Weltweit laufen in wissenschaftlichen Instituten und Unternehmend der Pharma-Industrie die Forschungsaktivitäten auf Hochtouren, um Impfstoffen gegen das neuartige Coronavirus und die dadurch verursachte COVID-19-Erkrankung zu entwickeln. In Deutschland wird nach Angaben des Verbands forschender Arzneimittelhersteller (vfa) derzeit an 39 Standorten geforscht.

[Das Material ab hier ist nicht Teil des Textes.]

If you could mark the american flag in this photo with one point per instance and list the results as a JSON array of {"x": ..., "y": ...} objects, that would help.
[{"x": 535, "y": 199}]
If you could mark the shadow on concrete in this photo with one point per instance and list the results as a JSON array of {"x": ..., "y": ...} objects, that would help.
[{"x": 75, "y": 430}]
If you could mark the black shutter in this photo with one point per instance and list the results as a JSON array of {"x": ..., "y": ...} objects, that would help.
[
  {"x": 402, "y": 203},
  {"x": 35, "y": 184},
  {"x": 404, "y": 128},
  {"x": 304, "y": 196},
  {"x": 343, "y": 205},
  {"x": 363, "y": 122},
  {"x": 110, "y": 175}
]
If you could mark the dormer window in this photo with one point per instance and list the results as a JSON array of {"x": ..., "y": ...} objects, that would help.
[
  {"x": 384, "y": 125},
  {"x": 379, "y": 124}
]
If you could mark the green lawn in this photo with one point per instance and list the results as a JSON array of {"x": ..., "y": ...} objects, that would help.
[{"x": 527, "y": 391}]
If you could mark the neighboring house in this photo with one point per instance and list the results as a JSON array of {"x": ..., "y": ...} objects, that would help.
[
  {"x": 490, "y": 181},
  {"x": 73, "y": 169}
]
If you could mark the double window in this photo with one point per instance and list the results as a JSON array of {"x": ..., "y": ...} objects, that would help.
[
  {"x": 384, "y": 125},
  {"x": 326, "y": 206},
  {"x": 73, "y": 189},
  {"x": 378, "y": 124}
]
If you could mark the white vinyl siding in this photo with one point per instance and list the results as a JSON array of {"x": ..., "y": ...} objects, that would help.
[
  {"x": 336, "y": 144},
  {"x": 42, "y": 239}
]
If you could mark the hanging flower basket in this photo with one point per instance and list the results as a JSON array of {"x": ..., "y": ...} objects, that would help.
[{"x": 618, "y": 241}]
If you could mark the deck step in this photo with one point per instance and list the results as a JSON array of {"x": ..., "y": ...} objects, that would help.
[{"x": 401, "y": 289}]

Blutverdünner wirken – warum, muss noch erforscht werden
Die Studie sei erst ein Anfang, sagte der leitende Studienautor Girsh Nadkarni, Ärztlicher Direktor am HPI für Digital Health in New York. Bei einer Folgeanalyse wollen die Wissenschaftler jetzt ins Detail gehen und die Wirksamkeit drei verschiedener Präparate zur Gerinnungshemmung prüfen und damit den Weg für künftige klinische Studien ebnen. Auch seien weitere Analysen und Studien erforderlich, um den genauen Effekt von Blutverdünnern bei COVID-19-Patienten zu verstehen.

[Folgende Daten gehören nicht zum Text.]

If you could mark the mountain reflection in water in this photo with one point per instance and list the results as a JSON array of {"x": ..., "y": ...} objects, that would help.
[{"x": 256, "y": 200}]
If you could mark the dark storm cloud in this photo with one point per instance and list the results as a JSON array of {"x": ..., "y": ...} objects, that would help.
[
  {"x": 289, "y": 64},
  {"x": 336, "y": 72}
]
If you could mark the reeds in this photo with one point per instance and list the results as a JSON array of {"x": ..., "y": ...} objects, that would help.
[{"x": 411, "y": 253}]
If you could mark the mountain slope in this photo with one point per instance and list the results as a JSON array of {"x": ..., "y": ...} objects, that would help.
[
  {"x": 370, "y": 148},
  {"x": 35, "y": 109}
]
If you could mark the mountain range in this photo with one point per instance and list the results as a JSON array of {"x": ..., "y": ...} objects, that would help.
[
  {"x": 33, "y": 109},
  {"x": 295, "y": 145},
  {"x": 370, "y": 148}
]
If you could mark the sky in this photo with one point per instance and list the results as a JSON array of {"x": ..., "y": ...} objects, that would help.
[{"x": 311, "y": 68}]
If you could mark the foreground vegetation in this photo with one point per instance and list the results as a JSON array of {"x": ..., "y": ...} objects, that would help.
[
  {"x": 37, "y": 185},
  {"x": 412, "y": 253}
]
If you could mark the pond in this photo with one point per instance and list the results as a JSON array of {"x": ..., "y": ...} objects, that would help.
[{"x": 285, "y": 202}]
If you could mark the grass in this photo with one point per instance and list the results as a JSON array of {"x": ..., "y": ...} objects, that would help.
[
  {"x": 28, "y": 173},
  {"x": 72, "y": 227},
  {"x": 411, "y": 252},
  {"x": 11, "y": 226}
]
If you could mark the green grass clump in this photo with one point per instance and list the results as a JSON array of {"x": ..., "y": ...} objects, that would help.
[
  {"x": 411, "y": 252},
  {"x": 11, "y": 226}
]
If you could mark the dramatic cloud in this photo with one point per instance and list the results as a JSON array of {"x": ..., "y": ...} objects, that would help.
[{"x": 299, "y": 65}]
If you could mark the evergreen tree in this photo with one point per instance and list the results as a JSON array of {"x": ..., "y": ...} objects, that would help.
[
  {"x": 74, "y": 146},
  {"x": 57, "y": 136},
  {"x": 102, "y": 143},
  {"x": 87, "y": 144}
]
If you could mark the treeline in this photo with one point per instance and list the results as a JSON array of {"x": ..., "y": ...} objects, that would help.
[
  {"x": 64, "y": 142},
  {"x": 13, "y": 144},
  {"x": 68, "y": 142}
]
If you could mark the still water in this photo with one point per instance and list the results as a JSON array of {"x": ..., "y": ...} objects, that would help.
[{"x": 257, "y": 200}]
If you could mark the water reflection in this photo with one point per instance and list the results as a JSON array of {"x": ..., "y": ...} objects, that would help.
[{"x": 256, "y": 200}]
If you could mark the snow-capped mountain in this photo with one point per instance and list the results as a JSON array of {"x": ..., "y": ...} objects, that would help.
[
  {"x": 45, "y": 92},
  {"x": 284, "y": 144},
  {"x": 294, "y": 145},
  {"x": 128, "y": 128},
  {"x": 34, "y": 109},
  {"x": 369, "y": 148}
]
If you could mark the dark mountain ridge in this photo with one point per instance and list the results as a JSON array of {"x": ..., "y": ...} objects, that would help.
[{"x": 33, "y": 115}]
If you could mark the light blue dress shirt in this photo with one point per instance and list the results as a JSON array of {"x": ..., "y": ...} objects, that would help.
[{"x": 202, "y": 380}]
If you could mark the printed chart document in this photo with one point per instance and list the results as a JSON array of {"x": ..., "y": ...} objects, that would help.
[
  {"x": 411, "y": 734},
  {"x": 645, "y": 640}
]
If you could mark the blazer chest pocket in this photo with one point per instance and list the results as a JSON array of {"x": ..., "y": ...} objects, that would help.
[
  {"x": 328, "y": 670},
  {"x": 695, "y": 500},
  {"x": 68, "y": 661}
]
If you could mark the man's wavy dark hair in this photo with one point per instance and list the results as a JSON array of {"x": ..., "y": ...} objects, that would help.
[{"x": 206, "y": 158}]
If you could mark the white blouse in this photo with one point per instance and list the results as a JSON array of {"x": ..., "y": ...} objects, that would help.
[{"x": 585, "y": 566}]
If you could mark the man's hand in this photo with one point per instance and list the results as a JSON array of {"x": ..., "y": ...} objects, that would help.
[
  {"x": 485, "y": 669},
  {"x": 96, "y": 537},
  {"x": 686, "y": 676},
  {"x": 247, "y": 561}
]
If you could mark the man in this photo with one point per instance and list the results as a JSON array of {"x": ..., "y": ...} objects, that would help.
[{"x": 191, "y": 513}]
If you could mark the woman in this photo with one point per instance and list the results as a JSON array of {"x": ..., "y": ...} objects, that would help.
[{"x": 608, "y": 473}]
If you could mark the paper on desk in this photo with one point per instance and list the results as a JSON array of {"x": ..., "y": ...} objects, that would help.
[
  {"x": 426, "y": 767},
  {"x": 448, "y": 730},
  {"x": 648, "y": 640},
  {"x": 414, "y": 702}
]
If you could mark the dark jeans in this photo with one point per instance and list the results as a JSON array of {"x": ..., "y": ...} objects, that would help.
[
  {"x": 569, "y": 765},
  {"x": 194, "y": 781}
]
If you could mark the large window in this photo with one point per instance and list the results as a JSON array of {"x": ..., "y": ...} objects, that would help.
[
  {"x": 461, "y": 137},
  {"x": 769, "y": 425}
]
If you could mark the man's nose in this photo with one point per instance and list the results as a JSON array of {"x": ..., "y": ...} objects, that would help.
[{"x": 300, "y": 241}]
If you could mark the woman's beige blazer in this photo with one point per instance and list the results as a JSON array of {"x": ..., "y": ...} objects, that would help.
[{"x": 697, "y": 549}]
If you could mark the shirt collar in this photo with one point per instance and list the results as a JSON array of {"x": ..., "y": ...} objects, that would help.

HPI: Stiftung des Software-Magnaten Hasso Plattner
Die aktuelle Studie ist ein deutsch-amerikanisches Forschungsprojekt. Darin kooperieren Wissenschaftler des Hasso-Plattner-Instituts für Digitale Gesundheit mit dem neu geschaffenen Zentrum für Informatik am New Yorker Mount-Sinai-Hospitalverbund. An diesem ist auch die New Yorker Dependance des deutschen Hasso-Plattner-Instituts angesiedelt. Das HPI selbst hat seinen Hauptsitz in der brandenburgischen Landeshauptstadt und bietet gemeinsam mit der Universität Potsdam ein deutschlandweit einmaliges und besonders praxisnahes ingenieurwissenschaftliches Informatikstudium an. Hinter der Einrichtung steht die Hasso-Plattner-Stiftung des gleichnamigen IT-Milliardärs. Plattner machte sein Vermögen als Mitbegründer des deutschen Software-Herstellers SAP.